After all, Dunn, who also represents Rodgers and Matthews, knows how to get his clients the offer they're worth. A rejection of the $8 million isn't a decision so much as a negotiating tactic.
The only problem for Raji is that $8 million is very likely the best offer he'll get, and it would be better not to learn that the hard way—out on the streets of free agency. Bob McGinn estimates the depth of the defensive tackle market heading into March will cause it to be in the $4-$6 million range, meaning Raji would be smart to possibly double his potential and stay in Green Bay.
Many have pointed out that Raji's career is headed in the wrong direction, as his production has decreased in the past couple of years. He hasn't recorded a sack since November of 2011, and his tackles totals in the last three seasons haven't come close to matching the 29 he recorded in 2010.
However, it's not entirely fair to use those numbers to conclude that Raji is playing worse. Raji was still playing at the nose tackle position in 2010, which afforded him more opportunities to record sacks and tackles. In 2011 and since, he moved to defensive tackle as Pickett took over at nose tackle.
"It's not a coincidence that my best statistical year was when I was a nose," Raji told Bob McGinn. "Right now, on first and second down, we're asked to grab guards. Dom [Capers] likes his linebackers clean. That's my job right now."
A smart move the Packers could make, and what may explain why they offered Raji $8 million right off the bat, would be to not re-sign Pickett, and then move Raji back to nose tackle.
Pickett counts for $5.4 million toward the cap number in 2013 and is in his 13th season in the league.
Mike Daniels has proven he can be explosive on the left and right ends of the line, and Datone Jones continues to improve every week. Their athleticism and quickness (each is almost 40 pounds lighter than Raji) allow them to make plays on the quarterback, and they've proven they can lead the interior pass rush. Raji is built to be a nose tackle and would anchor a line that has so much developing talent.
Which Player Should Be Packers' Top Priority in Re-Signing?
Additionally, releasing Pickett might allow the Packers to re-sign Raji and Jolly, as well.
Of course, the decision is Raji's to make. He may very well want to test the free-agency waters, in part to seek a higher offer, but also perhaps to move to a 4-3 scheme in which he might be given more opportunities to get after the quarterback. Letting Pickett walk and giving Raji the opportunity to move back to nose tackle might be a way to appease him and expand his role without having to put more money on the table.
Those are only three players out of 16, but they're the three whose absence would be most immediately felt by Green Bay. Thompson and Ball will still need to address the possibility of having to let Kuhn, Shields and/or Finley go to free up cap room.
All of these key players would be missed for the leadership roles they have taken on at their respective positions.
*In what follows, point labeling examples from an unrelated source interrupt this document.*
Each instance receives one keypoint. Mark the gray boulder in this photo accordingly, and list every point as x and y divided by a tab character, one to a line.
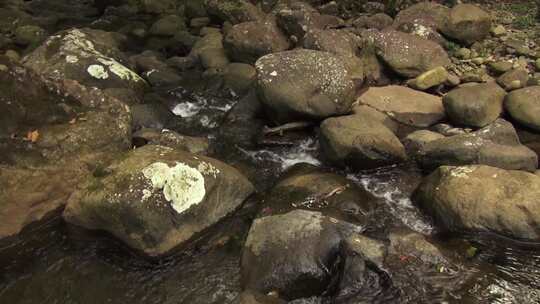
304	84
156	198
483	198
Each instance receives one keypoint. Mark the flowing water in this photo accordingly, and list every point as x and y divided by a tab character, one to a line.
54	262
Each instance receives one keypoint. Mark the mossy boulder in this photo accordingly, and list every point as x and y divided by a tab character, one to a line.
156	198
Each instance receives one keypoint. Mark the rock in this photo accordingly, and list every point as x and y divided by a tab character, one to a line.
294	259
416	141
467	23
501	67
498	31
513	79
359	142
91	57
378	21
524	106
156	199
495	145
233	11
303	84
304	186
474	106
430	79
239	77
209	51
483	198
246	42
405	105
171	139
29	35
407	54
342	43
168	26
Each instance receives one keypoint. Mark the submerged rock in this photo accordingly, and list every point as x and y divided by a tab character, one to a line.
405	105
483	198
474	105
495	145
156	198
360	142
524	106
292	254
304	84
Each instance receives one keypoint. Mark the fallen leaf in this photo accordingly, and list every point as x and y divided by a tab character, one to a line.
32	136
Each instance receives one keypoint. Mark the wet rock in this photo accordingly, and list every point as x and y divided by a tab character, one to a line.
513	79
91	57
150	115
246	42
209	51
524	105
233	11
474	106
239	77
407	54
342	43
483	198
405	105
308	187
303	84
416	141
156	199
33	194
296	259
167	26
467	23
430	79
29	35
495	145
359	142
378	21
171	139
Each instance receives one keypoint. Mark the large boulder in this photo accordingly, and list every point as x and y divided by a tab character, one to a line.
524	106
483	198
360	141
233	11
91	57
407	54
474	105
405	105
496	145
305	186
156	198
467	23
292	254
246	42
304	84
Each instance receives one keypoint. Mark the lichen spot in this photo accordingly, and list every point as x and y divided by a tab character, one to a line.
72	59
97	71
182	185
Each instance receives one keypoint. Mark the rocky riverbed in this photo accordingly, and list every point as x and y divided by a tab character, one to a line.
269	151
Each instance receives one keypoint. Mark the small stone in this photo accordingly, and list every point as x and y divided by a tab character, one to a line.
463	53
498	31
13	55
430	78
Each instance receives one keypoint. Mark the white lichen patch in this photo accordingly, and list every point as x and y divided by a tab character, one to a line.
461	172
97	71
72	59
208	169
182	185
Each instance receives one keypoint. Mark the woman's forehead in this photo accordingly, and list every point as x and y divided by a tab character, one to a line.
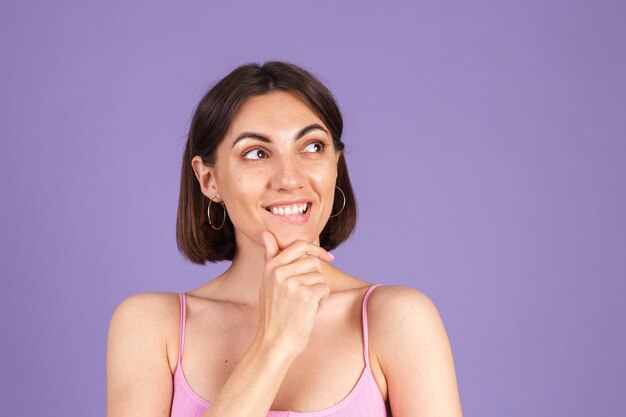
273	112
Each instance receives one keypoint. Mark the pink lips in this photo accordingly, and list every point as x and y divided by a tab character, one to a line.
296	217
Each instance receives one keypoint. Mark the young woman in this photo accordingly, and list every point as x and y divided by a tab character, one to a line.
282	332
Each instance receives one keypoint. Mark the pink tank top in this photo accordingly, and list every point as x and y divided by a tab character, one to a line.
365	399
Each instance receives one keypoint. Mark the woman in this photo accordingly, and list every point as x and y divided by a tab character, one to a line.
265	185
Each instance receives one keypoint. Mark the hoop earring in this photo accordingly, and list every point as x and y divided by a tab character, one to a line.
209	214
344	202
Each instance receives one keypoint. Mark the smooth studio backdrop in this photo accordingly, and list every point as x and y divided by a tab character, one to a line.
485	140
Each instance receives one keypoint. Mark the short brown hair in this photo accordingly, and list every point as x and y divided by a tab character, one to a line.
195	237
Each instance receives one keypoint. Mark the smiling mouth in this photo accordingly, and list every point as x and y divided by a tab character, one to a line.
289	209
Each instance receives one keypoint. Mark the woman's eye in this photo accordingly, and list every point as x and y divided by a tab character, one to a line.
314	147
255	154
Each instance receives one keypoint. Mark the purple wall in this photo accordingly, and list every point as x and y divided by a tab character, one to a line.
485	139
Shields, especially, has proven to be essential to a young Packers secondary that's been unable to stay completely healthy, as four cornerbacks missed practice Thursday.
Coming off a one-year $2.023 million contract in 2013, the Packers might be able to re-sign Shields for a value, which is necessary considering Tramon Williams is due to earn $6.9 million in 2014.
As for who else shouldn't make the cut, it seems time for the Packers to part ways with Marshall Newhouse in 2014. It wasn't a good sign when rookie tackle David Bakhtiari was given the opportunity to guard Rodgers' blind side after Bryan Bulaga was injured in the preseason, relegating Newhouse to the reserve position that Bakhtiari was no doubt expected to fill when he was drafted.
It may feel early to begin thinking about the offseason when the Packers are still focused on getting to the postseason. However, with such an unusually large core group scheduled to depart, unless Thompson and Ball can work some magic with the numbers, these next six games could very well determine who gets an offer and who is playing his last games in Green Bay.